Currently viable crafts




The making of a textile by interlacing (weaving) warps and wefts at right angles on a hand loom. See the separate entries for carpet and rug weaving and tapestry weaving.


Status Currently viable
Craft category Textiles
Historic area of significance UK, especially the North West
Area currently practised UK
Origin in the UK Bronze Age
Current no. of professionals (main craft)
Current no. of professionals (sideline to main craft)
Current no. of trainees
Current total no. serious amateur makers
Current total no. of leisure makers
Minimum no. of craftspeople required



Weights used to secure the warp on an upright loom have been found in Britain dating from the Bronze Age.

In the Middle Ages weaving was a major source of employment, especially for women; men became involved once it was commercialised. Settlers from the Low Countries introduced the weaving of fustians, cloth with a weft of cotton and warp of linen, into East Anglia in the sixteenth century, spreading to Lancashire by 1600.

Weaving was mechanised in the late eighteenth and early nineteenth centuries, although the high-power loom was not adopted until the 1830s and 1840s in the Lancashire cotton trade. The woollen and worsted industry in the West Riding of Yorkshire typically used smaller mills and shifted to weaving machines some decades later than the cotton weavers of Lancashire.

There is an increasing interest in hand woven textiles at the moment, both from practitioners and the general public.



The great majority of cloth used in our lives is ‘plain weave’, where the pattern of interlacement in both directions is a simple ‘over one, under one’, though great richness of pattern can be achieved in plain weave through the use of coloured or textured yarns.

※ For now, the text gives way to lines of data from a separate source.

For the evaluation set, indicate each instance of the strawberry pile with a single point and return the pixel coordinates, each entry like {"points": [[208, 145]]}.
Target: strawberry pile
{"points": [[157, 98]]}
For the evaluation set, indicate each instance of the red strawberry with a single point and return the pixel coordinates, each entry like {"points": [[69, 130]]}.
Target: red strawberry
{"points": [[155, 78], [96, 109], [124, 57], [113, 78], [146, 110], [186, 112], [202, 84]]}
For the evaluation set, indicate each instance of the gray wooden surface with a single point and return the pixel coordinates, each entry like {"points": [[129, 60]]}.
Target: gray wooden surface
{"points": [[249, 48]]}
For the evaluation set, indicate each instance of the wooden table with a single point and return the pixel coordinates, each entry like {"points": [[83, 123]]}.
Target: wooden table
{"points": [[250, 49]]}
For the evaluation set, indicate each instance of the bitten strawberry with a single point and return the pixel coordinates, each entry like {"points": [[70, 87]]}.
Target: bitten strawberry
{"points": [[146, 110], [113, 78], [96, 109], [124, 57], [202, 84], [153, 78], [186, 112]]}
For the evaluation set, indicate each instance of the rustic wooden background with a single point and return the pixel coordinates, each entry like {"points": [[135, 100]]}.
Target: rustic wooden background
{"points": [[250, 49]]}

For loom weaving, a set of warp threads is held taught on the loom, each one passing through the eye of a heddle. Groups of heddles are supported on a number of shafts which can be raised or lowered by hand levers or foot pedals. In this way, particular warp threads will be either raised or lowered according to how the loom is threaded and how combinations of shafts are raised or lowered creating a space between them called the shed. To produce a fabric, a shuttle, carrying a weft thread passes through the shed. The raising/lowering sequence of warp threads gives rise to many possible weave structures from the simplest plain weave, through twills and satins to even more complex interlacings.